"On veut tuer Berthet.
C'est une assez mauvaise idée."
Voilà comment commencent les 6 premiers chapitres de L'ange gardien. Berthet. Quel drôle d'ange gardien. Berthet, l'homme mûr qui a de beaux restes, surtout quand il s'agit de faire le coup de poing et de se débarrasser d'agresseurs bien décidés à lui faire la peau. Quelle idée, quelle mauvaise idée. Si Berthet est un ange gardien, il ne l'est pas pour tout le monde. Il l'est pour Kardiatou, sa beauté noire qu'il suit, protège et défend depuis vingt ans. Et qu'il n'a jamais touchée. Qu'importe.
Berthet est un des "huiles" de L'Unité, les hommes de l'ombre du pouvoir. Il en sait beaucoup sur le pouvoir, Berthet. Il en sait beaucoup sur la trahison, la violence, la mort. C'est pour ça qu'il est encore vivant. On ne peut pas dire qu'il n'est pas un sentimental. Car en réalité, Jérôme Leroy prend un malin plaisir à nous coincer dans nos propres contradictions : Berthet le lucide, le cynique, Berthet l'efficace est un romantique, un vrai. Un pour qui l'amour est incompatible avec le quotidien, voire avec le sexe, mais en revanche tout à fait compatible avec le respect, la protection, le plaisir esthétique. C'est que romantique et sentimental, ça n'est pas tout à fait la même chose.

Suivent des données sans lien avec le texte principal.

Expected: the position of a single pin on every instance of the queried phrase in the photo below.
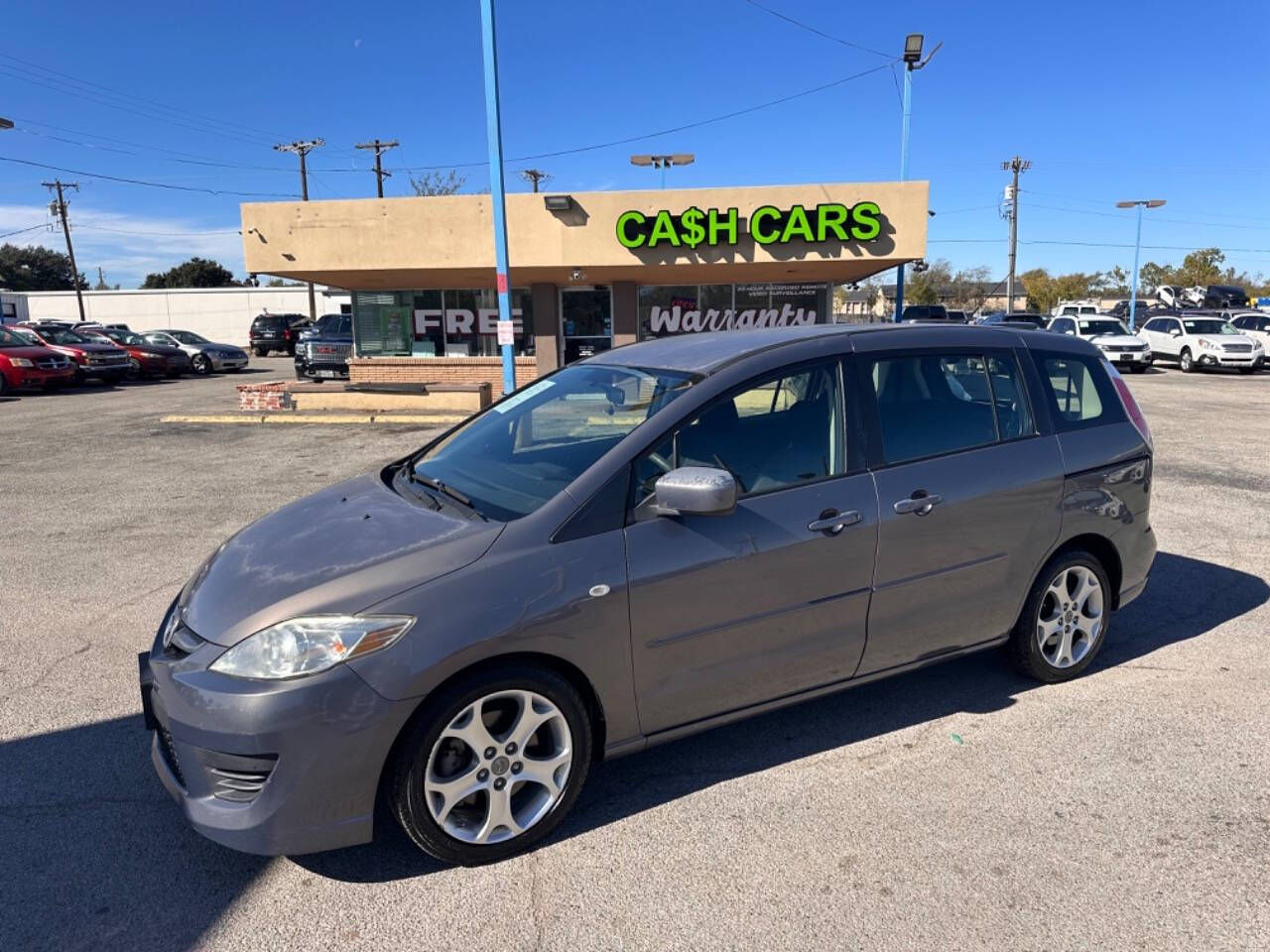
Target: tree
(194, 273)
(436, 182)
(1202, 267)
(36, 270)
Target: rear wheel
(1065, 620)
(492, 766)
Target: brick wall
(264, 397)
(440, 370)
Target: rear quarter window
(1080, 391)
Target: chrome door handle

Donc voilà, Berthet est en fin de carrière. ¨Pourquoi lui prend-il le désir qu'un écrivain, un auteur de polar talentueux mais pas très populaire, écrive son histoire, et du même coup sème la panique dans un monde politique à la merci de toutes les menaces ? Les amateurs de polars s'amuseront sans doute à identifier l'auteur derrière le pseudo de Martin Joubert, sorte de double inavoué de l'auteur. Martin vit une histoire d'amour finissante avec une enseignante très belle, dans un appartement du XIVe arrondissement. Il vivote d'articles vendus par-ci par-là, en particulier à un site d'actualité politiquement incorrect et en tout cas radicalement opposé à ses propres orientations politiques. Comment Joubert va-t-il s'acquitter de cette mission qui tombe à pic puisque non seulement son amie vient de le quitter, mais en plus il vient de perdre ses sources de revenus pour cause de comportement agressif envers un commanditaire franchement louche... Après une scène particulièrement rude où Berthet va convaincre Joubert qu'il n'a pas vraiment le choix, Joubert va s'attacher aux pas de Berthet, qui suit lui-même de très près la campagne électorale menée par Kardiatou, sa belle protégée. Elle a fait du chemin depuis le lycée normand où Berthet l'a vue pour la première fois. Secrétaire d'Etat, Kardiatou veut asseoir sa légitimité en se faisant élire aux municipales dans une petite ville du Sud où le Bloc menace de l'emporter. Ah oui, je ne vous avais pas dit : L'ange gardien se déroule avant Le Bloc, ce roman paru en 2011 ou Jérôme Leroy racontait l'arrivée au pouvoir du Bloc, un parti qui ressemble comme deux gouttes d'eau à un certain Front national. Reprenons : Kardiatou fait campagne à Brévin. Faire campagne... A ces mots, on pense toujours à des politiques en goguette sur les marchés, dans bistrots, serrant la main des braves gens. Si on savait... Si on voyait ce que Berthet a vu, ce qu'il a fait, ce qu'il fera encore s'il le faut, on rirait jaune. Berthet sait que Kardiatou est en danger, mais il est là, il veille, il sait faire.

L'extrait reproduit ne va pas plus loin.